Spivet formally intervenes in contemporary debates about graphic storytelling and the valence of irony in post-postmodern fiction: in the first by questioning the epistemological potential of graphic representation to be more truthful or sincere than literary fiction, in the second by making this intervention ironically through a highly graphic novel. And indeed Spivet insists on the importance of irony to the very end. T.S. makes his way to Washington with the help of a Pynchonesque secret society, the Megatherium Club. But beneath the final part of the map of Moby-Dick, at the very end of the novel, a line of morse code reads: "The megatherium do not exist RK." It may be the ultimate expression of the constitutive ironies of Larsen's novel that his ultimate disavowal of the reality—the reality in fiction, that is—of his disavowal of the secret society is initialed wrongly, and so itself untrustworthy.
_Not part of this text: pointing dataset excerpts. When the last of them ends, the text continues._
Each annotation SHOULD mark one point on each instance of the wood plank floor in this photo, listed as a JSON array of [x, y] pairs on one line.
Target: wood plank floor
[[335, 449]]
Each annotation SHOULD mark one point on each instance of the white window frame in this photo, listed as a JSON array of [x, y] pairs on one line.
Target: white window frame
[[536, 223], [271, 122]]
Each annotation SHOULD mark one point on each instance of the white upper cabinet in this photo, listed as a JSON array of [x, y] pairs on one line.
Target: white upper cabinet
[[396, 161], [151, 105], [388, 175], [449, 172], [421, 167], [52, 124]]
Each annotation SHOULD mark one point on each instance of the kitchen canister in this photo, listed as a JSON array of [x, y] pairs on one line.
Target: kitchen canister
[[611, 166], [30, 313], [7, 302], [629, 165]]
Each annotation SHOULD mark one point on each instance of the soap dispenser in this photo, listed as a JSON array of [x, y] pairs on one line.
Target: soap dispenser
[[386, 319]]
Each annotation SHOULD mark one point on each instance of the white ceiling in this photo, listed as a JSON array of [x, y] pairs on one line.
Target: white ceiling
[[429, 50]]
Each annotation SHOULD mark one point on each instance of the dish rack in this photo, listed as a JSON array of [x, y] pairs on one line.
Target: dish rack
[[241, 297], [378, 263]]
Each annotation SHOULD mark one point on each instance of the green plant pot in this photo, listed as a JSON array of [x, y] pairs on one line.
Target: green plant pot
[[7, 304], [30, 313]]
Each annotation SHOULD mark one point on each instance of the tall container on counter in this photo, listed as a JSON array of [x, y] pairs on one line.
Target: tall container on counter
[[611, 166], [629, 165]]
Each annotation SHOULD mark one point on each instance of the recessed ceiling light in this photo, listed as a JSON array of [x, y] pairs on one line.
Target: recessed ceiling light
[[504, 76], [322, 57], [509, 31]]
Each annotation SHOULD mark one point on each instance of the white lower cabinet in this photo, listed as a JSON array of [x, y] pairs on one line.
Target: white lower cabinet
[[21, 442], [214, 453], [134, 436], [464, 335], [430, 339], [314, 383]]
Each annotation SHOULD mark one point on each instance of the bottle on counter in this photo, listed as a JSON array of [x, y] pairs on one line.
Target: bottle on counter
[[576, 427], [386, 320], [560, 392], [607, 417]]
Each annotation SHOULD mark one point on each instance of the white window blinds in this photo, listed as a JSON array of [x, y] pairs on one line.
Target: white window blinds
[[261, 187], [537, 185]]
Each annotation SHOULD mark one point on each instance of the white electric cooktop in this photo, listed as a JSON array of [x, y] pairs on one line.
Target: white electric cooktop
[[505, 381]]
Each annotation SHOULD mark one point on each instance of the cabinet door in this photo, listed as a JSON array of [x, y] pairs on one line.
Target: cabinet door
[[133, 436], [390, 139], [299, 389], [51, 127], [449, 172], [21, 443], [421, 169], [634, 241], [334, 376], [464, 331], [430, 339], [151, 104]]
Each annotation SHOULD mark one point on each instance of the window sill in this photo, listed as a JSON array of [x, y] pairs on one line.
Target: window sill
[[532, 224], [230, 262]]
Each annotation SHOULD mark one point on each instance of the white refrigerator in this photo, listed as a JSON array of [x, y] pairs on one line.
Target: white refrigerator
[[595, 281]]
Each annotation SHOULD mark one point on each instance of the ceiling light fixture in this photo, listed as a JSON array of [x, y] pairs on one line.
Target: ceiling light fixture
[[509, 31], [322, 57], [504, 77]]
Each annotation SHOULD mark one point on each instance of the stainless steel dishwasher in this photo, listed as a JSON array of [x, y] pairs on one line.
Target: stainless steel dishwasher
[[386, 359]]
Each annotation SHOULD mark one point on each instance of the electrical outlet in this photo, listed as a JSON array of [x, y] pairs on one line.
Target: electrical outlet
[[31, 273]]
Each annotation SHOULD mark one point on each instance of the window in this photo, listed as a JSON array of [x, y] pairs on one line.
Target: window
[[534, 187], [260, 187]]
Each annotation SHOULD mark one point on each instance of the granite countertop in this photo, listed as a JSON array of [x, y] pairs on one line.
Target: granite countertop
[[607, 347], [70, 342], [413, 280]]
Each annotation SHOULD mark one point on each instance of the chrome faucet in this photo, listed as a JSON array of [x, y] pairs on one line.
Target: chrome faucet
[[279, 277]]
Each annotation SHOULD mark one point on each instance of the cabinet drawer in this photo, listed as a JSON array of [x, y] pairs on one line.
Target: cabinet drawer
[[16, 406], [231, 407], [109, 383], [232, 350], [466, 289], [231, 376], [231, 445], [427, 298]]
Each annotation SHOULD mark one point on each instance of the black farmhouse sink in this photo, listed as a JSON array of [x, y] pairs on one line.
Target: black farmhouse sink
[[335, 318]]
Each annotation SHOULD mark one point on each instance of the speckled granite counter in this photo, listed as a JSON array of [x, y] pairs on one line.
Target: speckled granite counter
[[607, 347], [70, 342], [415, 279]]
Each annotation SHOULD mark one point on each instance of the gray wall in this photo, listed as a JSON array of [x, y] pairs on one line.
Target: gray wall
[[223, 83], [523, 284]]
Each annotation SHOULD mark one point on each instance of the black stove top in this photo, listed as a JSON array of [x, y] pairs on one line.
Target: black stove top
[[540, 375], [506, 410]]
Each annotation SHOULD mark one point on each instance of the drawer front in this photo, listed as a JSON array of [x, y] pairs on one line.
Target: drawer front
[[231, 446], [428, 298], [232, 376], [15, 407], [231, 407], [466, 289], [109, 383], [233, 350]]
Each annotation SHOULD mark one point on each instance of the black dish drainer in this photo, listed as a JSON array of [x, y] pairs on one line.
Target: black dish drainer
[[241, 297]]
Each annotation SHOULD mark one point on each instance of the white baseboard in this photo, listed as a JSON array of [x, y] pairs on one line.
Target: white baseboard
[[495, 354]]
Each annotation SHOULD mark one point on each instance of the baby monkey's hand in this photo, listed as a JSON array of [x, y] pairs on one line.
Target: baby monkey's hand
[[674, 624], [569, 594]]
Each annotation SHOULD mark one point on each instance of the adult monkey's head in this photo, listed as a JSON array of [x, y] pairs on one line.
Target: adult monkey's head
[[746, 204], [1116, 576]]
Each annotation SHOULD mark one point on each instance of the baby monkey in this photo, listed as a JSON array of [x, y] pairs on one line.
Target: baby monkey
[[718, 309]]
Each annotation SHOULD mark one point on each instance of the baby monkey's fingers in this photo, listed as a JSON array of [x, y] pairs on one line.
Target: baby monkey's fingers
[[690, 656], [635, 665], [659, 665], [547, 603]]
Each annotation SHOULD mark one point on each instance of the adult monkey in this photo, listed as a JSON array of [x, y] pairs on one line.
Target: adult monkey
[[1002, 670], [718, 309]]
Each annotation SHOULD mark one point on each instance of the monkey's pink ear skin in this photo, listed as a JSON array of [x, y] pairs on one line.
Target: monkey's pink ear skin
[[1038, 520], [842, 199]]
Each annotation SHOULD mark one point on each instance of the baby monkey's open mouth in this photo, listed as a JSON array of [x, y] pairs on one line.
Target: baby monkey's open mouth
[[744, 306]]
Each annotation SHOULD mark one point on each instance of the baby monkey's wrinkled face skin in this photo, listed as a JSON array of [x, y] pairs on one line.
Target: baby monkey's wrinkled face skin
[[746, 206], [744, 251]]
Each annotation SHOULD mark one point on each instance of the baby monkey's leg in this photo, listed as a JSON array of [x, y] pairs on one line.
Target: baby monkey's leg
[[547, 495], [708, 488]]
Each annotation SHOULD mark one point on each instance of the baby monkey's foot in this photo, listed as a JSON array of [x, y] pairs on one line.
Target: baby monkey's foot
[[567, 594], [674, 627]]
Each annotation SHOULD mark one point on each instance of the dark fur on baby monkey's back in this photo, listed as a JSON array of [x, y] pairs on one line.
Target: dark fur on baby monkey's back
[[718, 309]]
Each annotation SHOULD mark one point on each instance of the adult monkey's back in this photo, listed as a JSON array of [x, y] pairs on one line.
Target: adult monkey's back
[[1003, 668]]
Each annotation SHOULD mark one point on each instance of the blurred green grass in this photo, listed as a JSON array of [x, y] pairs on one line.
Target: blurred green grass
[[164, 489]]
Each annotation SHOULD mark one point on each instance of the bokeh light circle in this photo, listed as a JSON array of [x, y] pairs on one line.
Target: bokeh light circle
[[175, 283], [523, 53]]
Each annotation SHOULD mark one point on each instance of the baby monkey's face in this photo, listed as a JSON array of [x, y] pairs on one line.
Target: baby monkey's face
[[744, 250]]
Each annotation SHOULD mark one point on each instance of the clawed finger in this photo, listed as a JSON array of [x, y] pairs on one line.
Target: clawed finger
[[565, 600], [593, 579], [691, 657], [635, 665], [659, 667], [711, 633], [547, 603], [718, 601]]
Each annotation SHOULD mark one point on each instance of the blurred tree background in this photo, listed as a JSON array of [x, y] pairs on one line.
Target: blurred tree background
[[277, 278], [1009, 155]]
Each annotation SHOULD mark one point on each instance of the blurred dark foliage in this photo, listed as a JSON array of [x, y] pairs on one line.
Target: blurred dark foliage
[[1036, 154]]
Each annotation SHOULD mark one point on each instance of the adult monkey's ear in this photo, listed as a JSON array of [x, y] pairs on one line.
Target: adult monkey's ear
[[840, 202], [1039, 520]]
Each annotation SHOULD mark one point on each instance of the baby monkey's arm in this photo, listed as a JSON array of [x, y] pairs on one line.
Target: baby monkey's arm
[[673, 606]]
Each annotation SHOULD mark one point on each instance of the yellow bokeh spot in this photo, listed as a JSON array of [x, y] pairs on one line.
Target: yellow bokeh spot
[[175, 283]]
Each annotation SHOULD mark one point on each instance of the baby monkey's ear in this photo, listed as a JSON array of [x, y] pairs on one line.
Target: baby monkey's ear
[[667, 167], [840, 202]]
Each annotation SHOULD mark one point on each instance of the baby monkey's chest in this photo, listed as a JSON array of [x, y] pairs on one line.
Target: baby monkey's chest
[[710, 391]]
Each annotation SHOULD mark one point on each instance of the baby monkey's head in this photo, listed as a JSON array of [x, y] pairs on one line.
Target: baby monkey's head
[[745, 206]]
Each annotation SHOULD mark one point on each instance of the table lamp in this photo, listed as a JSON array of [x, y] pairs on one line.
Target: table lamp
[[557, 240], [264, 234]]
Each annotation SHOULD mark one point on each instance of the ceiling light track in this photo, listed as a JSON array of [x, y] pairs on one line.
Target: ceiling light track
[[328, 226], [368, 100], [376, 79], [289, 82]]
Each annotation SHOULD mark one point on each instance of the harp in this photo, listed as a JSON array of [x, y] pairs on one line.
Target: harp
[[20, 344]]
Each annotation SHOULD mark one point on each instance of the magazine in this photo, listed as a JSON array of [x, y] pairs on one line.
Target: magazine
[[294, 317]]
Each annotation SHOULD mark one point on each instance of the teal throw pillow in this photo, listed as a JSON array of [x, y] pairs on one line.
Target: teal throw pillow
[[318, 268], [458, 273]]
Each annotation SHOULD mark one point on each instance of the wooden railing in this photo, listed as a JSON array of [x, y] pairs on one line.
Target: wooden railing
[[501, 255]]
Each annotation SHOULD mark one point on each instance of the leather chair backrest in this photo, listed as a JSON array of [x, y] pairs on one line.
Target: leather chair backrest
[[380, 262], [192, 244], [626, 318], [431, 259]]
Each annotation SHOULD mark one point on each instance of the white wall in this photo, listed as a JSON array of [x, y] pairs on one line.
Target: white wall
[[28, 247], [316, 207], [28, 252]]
This final ploy, if ploy it is and not merely bad morse coding, is symptomatic of the deeply ironic relationship of the novel to itself, and indeed on its implicit insistence that even in an age of new sincerity, irony is alive and well.
Tim Lanzendörfer, assistant professor at Mainz University, Germany, is author of The Professionalization of the American Magazine: Periodicals, Biography, and Nationalism in the Early Republic, and currently editing a volume on the poetics of genre in the contemporary American novel.
Works Cited
Kelly, Adam (2010). "David Foster Wallace and the New Sincerity in American Fiction." Consider David Foster Wallace: Critical Essays. Ed. David Hering. Austin: SSMG Press. 131-46.
Larsen, Reif (2009). The Selected Works of T.S. Spivet. New York: W.W. Norton.
Wallace, David Foster (1993). "E Pluribus Unam: Television and U.S. Fiction." Review of Contemporary Fiction 13.2, 151-195.